Now on this 5th day of December, 1977, Defendant Sharon Jean Gonterman appears in open court in person and with her attorney Tyce S. Smith. The Court, having overruled defendant’s motion for new trial, informs Defendant she has been tried by the Court and found guilty of one count of possession of Ly-sergic Acid and one count of possession of Phencyclidine and asks her if she has any legal cause to show why judgment should not be pronounced against her. Defendant fails to show cause.
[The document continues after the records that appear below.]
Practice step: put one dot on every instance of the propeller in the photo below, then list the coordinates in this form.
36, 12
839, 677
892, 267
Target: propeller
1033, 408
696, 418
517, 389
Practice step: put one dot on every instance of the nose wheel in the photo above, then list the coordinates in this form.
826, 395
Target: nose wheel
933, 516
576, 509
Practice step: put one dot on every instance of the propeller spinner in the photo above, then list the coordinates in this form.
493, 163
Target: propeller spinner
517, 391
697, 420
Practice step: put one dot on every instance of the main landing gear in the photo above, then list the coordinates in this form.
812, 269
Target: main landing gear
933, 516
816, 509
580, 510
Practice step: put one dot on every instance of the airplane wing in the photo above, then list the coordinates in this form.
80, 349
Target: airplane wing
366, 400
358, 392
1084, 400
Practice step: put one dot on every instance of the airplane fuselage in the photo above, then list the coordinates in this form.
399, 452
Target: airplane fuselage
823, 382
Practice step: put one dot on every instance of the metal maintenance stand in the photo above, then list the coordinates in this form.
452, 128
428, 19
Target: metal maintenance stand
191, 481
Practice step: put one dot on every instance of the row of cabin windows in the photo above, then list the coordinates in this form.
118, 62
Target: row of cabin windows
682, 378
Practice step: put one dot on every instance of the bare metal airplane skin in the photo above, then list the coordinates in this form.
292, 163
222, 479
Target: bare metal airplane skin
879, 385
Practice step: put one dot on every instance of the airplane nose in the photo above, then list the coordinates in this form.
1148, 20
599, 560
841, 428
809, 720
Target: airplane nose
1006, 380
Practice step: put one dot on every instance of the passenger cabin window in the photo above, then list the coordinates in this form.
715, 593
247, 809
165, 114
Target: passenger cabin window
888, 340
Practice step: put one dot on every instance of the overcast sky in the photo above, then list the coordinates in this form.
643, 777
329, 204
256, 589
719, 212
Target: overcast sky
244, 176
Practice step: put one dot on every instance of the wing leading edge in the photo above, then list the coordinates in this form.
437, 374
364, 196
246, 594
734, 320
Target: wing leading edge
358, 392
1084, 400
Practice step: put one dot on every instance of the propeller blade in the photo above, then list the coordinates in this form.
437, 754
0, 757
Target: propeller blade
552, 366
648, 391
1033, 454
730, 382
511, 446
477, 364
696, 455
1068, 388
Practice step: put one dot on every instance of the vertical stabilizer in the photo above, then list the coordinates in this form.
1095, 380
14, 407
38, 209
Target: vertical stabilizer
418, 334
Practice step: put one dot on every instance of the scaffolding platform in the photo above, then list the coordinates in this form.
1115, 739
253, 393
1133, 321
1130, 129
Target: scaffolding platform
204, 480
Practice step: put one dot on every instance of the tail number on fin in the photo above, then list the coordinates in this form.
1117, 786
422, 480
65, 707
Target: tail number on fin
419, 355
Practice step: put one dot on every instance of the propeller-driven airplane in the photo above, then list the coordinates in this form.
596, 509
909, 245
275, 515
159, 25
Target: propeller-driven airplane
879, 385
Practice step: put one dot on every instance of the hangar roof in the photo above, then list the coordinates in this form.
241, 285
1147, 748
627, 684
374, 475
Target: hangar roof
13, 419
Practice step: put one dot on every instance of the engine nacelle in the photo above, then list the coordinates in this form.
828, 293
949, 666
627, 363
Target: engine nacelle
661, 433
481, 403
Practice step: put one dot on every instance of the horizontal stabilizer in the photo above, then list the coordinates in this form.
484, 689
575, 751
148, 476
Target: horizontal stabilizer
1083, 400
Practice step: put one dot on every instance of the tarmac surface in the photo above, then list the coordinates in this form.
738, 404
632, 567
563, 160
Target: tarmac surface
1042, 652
The Court fixes sentence in accordance with the verdict at two years.

IT IS ORDERED AND ADJUDGED BY THE COURT that Defendant Sharon Jean Gonter-man, having been found guilty of one count of possession of Lysergic Acid and one count of possession of Phencyclidine, be committed to the custody of the Department of Corrections of the State of Missouri for a period of two years, to be confined in the manner prescribed by law until the sentence and judgment of this Court be complied with or until Defendant shall otherwise be discharged by due process of law.

IT IS FURTHER ORDERED AND ADJUDGED that the State have and recover from Defendant the costs of this prosecution and that execution be issued therefor.

. See 91 A.L.R.2d 511 (Propriety of general sentence covering several counts in information or indictment not exceeding in aggregate the sentence which might have been imposed cumulatively under the several counts.)

“It has been correctly said of the general sentence that there is ‘universal recognition that the practice, while permissible, is unsatisfactory.’ For years appellate courts have been admonishing trial judges that it is far more desirable to impose a separate sentence on each count, and that the general sentence should not be used.” Wright, Federal Practice and Procedure, Volume II, § 527, p. 418.

. In this respect the case at bar differs from the situation in State v. Hopkins, 573 S.W.2d 744 (Mo.App.1978) where the trial judge, after hearing the evidence, failed to make a general finding. It was necessary, in Hopkins, to remand the cause for a new trial.